I believe I mentioned in class that our first quiz will be next week. Tomorrow, Sachin will set up groups, and demonstrate OMSI.

Monday, October 2, 10:55 pm

Please note that all the .tex files for our textbook are in If you want to copy code from the book, just download the proper .tex file and edit it. By the way, Google has site search, e.g.

Monday, October 2, 10:50 pm

I just installed gcc on my Mac laptop. It tool 85 minutes, and in case you have already read Sachin's instructions, I have updated them a bit.

Monday, October 2, 9:00 pm

Our TA, Sachin Kumawat, has written a really excellent guide (I have also added some information) to using the tools in our course, e.g. mpicc for MPI. Keep in mind that you will need certain tools for your laptop during quizzes, for our OMSI system.
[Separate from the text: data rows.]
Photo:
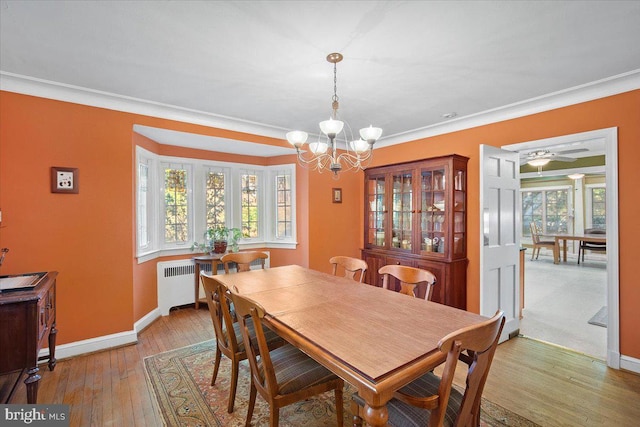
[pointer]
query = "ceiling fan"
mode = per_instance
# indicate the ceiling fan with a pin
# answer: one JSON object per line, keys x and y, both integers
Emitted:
{"x": 540, "y": 158}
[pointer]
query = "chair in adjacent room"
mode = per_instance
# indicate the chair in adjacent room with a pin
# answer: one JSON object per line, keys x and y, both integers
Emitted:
{"x": 229, "y": 340}
{"x": 354, "y": 268}
{"x": 431, "y": 400}
{"x": 538, "y": 243}
{"x": 243, "y": 260}
{"x": 591, "y": 246}
{"x": 410, "y": 279}
{"x": 282, "y": 376}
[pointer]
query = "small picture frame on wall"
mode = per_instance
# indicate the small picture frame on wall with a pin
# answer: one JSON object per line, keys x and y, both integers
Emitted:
{"x": 64, "y": 180}
{"x": 337, "y": 195}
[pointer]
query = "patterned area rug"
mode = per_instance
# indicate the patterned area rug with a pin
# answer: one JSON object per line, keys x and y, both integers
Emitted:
{"x": 180, "y": 380}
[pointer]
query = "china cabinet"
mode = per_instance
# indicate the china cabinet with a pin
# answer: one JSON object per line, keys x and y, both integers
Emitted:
{"x": 416, "y": 215}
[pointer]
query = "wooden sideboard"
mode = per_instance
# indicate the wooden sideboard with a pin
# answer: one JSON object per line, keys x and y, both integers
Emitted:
{"x": 27, "y": 324}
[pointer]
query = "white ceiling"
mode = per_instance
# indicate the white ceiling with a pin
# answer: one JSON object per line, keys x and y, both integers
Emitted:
{"x": 406, "y": 63}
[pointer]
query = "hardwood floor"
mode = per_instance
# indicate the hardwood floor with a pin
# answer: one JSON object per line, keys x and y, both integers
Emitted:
{"x": 548, "y": 385}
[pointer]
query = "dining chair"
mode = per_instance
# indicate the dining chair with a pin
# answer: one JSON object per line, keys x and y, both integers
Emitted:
{"x": 352, "y": 267}
{"x": 539, "y": 243}
{"x": 243, "y": 260}
{"x": 409, "y": 278}
{"x": 229, "y": 339}
{"x": 433, "y": 401}
{"x": 591, "y": 246}
{"x": 284, "y": 375}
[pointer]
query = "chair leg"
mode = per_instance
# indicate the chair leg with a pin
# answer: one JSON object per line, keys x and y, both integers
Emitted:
{"x": 274, "y": 417}
{"x": 355, "y": 410}
{"x": 339, "y": 406}
{"x": 233, "y": 385}
{"x": 216, "y": 365}
{"x": 252, "y": 403}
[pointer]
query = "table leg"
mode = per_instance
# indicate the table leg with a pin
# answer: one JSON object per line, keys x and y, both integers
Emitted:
{"x": 197, "y": 286}
{"x": 376, "y": 416}
{"x": 32, "y": 385}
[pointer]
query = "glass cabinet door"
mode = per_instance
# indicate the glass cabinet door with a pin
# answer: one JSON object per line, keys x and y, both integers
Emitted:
{"x": 402, "y": 211}
{"x": 376, "y": 208}
{"x": 433, "y": 211}
{"x": 459, "y": 213}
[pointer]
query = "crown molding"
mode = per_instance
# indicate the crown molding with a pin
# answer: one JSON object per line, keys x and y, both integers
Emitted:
{"x": 588, "y": 92}
{"x": 11, "y": 82}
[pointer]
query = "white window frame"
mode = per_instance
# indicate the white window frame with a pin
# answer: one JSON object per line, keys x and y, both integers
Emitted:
{"x": 589, "y": 203}
{"x": 570, "y": 204}
{"x": 196, "y": 182}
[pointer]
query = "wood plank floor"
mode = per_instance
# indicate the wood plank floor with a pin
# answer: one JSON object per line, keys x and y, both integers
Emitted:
{"x": 546, "y": 384}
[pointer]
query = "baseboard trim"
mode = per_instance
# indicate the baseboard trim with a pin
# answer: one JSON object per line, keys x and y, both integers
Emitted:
{"x": 146, "y": 320}
{"x": 630, "y": 364}
{"x": 105, "y": 342}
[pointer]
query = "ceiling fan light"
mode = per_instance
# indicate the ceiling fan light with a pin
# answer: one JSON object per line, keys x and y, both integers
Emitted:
{"x": 297, "y": 138}
{"x": 370, "y": 134}
{"x": 331, "y": 127}
{"x": 538, "y": 162}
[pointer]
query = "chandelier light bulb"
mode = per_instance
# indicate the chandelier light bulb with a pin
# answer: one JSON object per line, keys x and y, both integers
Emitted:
{"x": 297, "y": 138}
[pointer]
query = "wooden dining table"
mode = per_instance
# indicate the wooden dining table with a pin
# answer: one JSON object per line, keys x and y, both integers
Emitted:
{"x": 375, "y": 339}
{"x": 584, "y": 237}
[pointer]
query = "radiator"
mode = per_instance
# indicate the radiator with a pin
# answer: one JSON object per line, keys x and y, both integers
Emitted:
{"x": 176, "y": 282}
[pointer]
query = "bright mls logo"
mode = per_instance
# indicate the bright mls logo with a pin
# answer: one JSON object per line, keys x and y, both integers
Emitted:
{"x": 36, "y": 415}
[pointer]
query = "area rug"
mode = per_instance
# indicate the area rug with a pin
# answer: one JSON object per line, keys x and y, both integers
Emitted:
{"x": 180, "y": 380}
{"x": 600, "y": 318}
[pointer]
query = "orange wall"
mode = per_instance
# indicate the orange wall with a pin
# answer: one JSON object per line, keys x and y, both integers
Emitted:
{"x": 89, "y": 237}
{"x": 108, "y": 291}
{"x": 621, "y": 111}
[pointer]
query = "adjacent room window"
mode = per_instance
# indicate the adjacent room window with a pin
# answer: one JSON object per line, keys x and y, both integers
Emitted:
{"x": 596, "y": 207}
{"x": 549, "y": 208}
{"x": 178, "y": 199}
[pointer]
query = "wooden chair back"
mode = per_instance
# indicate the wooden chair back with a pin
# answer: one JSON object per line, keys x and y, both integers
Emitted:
{"x": 480, "y": 343}
{"x": 409, "y": 278}
{"x": 354, "y": 268}
{"x": 538, "y": 243}
{"x": 262, "y": 372}
{"x": 243, "y": 260}
{"x": 220, "y": 316}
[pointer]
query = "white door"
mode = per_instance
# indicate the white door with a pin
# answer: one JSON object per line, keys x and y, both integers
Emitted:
{"x": 500, "y": 237}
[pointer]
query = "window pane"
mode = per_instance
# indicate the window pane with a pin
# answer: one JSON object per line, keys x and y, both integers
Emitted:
{"x": 143, "y": 208}
{"x": 531, "y": 210}
{"x": 176, "y": 205}
{"x": 598, "y": 208}
{"x": 283, "y": 206}
{"x": 249, "y": 203}
{"x": 215, "y": 204}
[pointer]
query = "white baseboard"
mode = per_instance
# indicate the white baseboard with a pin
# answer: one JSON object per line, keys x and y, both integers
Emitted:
{"x": 103, "y": 343}
{"x": 146, "y": 320}
{"x": 630, "y": 364}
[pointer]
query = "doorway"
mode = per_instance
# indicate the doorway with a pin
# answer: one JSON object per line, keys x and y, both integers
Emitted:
{"x": 608, "y": 139}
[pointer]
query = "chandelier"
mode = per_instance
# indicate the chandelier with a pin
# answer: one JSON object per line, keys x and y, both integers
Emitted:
{"x": 323, "y": 154}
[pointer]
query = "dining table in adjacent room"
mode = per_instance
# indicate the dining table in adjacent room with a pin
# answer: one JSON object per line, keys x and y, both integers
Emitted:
{"x": 584, "y": 237}
{"x": 375, "y": 339}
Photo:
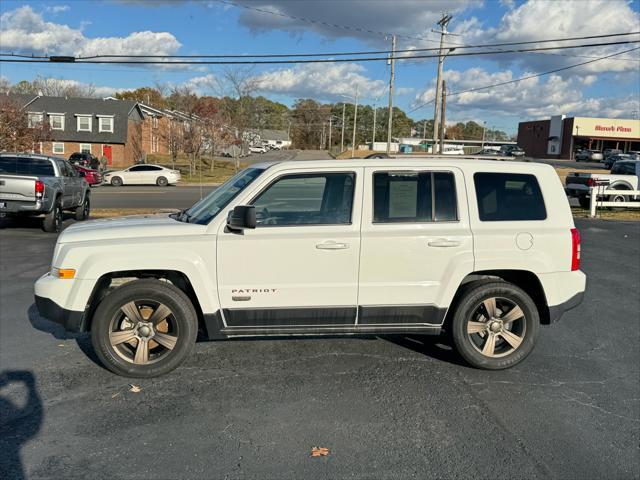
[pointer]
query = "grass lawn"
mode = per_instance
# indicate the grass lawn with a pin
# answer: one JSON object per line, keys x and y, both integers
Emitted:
{"x": 223, "y": 168}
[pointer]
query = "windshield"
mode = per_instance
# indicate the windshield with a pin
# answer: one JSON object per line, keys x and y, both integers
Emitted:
{"x": 207, "y": 208}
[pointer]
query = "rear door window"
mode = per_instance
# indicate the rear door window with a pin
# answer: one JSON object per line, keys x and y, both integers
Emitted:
{"x": 414, "y": 197}
{"x": 308, "y": 199}
{"x": 508, "y": 197}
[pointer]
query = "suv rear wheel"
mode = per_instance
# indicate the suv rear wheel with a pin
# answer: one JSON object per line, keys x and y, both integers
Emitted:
{"x": 495, "y": 325}
{"x": 144, "y": 329}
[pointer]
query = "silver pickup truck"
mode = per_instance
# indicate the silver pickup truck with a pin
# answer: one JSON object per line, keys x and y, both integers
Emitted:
{"x": 42, "y": 185}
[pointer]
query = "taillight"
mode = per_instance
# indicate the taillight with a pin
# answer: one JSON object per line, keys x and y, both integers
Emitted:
{"x": 575, "y": 249}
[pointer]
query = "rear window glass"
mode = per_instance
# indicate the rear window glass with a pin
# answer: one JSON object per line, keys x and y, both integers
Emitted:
{"x": 509, "y": 196}
{"x": 26, "y": 166}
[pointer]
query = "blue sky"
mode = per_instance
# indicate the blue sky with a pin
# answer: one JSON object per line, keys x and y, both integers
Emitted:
{"x": 605, "y": 88}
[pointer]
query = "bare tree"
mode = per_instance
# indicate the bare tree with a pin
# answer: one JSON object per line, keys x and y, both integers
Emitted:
{"x": 237, "y": 86}
{"x": 15, "y": 132}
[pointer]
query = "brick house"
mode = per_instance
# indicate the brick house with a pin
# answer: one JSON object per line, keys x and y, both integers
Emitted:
{"x": 154, "y": 127}
{"x": 108, "y": 127}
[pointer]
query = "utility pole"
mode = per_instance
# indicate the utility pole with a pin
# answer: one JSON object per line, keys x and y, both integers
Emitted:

In addition, you will probably want these tools on your laptop for programming assignments. I strongly recommend getting them ready now, while you have time.

Monday, October 2, 10:25 am

My office hours will be 1:30-3:30, Wednesdays.

Monday, October 2, 12:05 am

Please note that although the lectures are out of the book, you are responsible for all material that comes up in lecture. As I mentioned in my Sept. 23 message,

Note: In almost all lectures, supplementary material will be added on the spur of the moment as new examples come to me and students ask questions. This material will often show up on exams, so it is definitely worthwhile to come to class, contrary to what you might think from the lecture format. :-)
Saturday, September 30, 3:15 pm

Enrollment in the course seems to have stabilized, so it is time to start forming your work groups.

As mentioned, if you know people in the class, you may wish to form groups from them. Remember, group size is three or four, so if you have just one person you wish to partner with, you'll need at least one more, or be assigned one or two more by the TA (see below).

Sachin, our TA, will formally set up groups during the discussion section next Wednesday. You will report your self-made groups to him, and he will assign "unaffiliated" students to groups.

I expect to put our first programming assignment on the Web tomorrow or Monday. It will be announced here, as with everything else.

Wednesday, September 27, 1:30 pm

As we all know, ECS 158 is a software course. But as you saw in the mini-lecture I gave today on OS processes, the course involves a lot more than just coding.

Please note that it will often occur during the quarter in lecture that I will, on the spur of the moment, talk about general software issues. They will relate to the course because the course is on software, so they are highly relevant. Please pay close attention to them.

Please also note that you are responsible for all issues presented/discussed in lecture.

Wednesday, September 27, 1:27 pm

For those who did not receive my pre-quarter e-mail messages, I have placed them in the MsgsPreQtrFall2017 directory in our course Web site.